Date
2026-04-29
Author
Ramil Gachayev

Introduction

AIJurium submitted a briefing note titled ‘Scotland AI Compliance Framework’ to Keith Brown MSP, raising the potential value of a Scotland-focused approach to AI compliance and assurance. This communication was directed towards identifying how Scotland’s existing AI policy work could be strengthened through practical assurance capacity, especially as generative AI becomes more widely adopted across public, private and third sector contexts.

Core purpose of the briefing note

The briefing note was framed around Scotland’s AI Strategy and its ambition that ‘Scotland will become a leader in the development and use of trustworthy, ethical and inclusive AI.’ It aimed to draw attention to whether Scotland has ‘the practical assurance capacity needed for responsible AI adoption in public, private and third sector contexts,’ including the use of ‘widely available generative AI tools and customised organisational versions.’  The broader purpose was not to demand a fixed regulatory model, but to support discussion on how ‘standards, certification, and guidance’ could help manage risks such as ‘accountability, discrimination, children’s rights, and human rights impacts,’ while also supporting ‘interoperability and organisational readiness’ in light of the EU risk-based framework. 
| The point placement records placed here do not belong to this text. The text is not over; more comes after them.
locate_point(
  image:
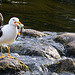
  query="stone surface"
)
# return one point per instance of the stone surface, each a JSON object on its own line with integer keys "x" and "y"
{"x": 33, "y": 33}
{"x": 62, "y": 65}
{"x": 68, "y": 40}
{"x": 12, "y": 65}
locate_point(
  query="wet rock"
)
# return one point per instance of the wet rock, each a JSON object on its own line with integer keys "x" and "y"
{"x": 8, "y": 65}
{"x": 68, "y": 40}
{"x": 65, "y": 38}
{"x": 36, "y": 50}
{"x": 62, "y": 65}
{"x": 1, "y": 19}
{"x": 33, "y": 33}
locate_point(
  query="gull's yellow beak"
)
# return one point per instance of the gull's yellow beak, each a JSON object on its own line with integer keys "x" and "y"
{"x": 20, "y": 26}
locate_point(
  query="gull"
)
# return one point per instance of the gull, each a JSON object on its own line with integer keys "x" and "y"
{"x": 9, "y": 32}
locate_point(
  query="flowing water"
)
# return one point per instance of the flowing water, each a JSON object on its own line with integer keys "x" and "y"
{"x": 43, "y": 15}
{"x": 49, "y": 16}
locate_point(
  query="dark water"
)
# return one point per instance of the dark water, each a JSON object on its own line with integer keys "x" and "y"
{"x": 43, "y": 15}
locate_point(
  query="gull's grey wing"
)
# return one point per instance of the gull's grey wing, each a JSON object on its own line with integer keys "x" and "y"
{"x": 1, "y": 33}
{"x": 1, "y": 19}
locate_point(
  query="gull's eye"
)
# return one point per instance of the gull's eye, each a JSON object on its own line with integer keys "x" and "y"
{"x": 15, "y": 22}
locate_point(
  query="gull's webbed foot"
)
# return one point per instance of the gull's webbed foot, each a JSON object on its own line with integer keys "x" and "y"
{"x": 2, "y": 56}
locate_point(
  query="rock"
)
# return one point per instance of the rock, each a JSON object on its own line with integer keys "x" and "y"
{"x": 8, "y": 65}
{"x": 63, "y": 65}
{"x": 65, "y": 38}
{"x": 68, "y": 40}
{"x": 36, "y": 50}
{"x": 1, "y": 19}
{"x": 33, "y": 33}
Scotland policy context and existing delivery activity

The note recognised that Scotland already has a significant policy and delivery foundation. It referred to Scotland’s AI Strategy, the Scottish AI Alliance, The Data Lab, and practical resources such as Living with AI, the Scottish AI Playbook, and the AI Maturity Framework. The briefing therefore did not present the matter as if Scotland had no AI governance activity. Instead, it asked whether Scotland now needs ‘a more formalised compliance and assurance layer’ that organisations can use ‘in day to day decision making,’ and which can scale across sectors without duplicating existing tools. This was an important framing choice. It positioned the proposal as a constructive addition to Scotland’s existing AI ecosystem, rather than as criticism of existing work.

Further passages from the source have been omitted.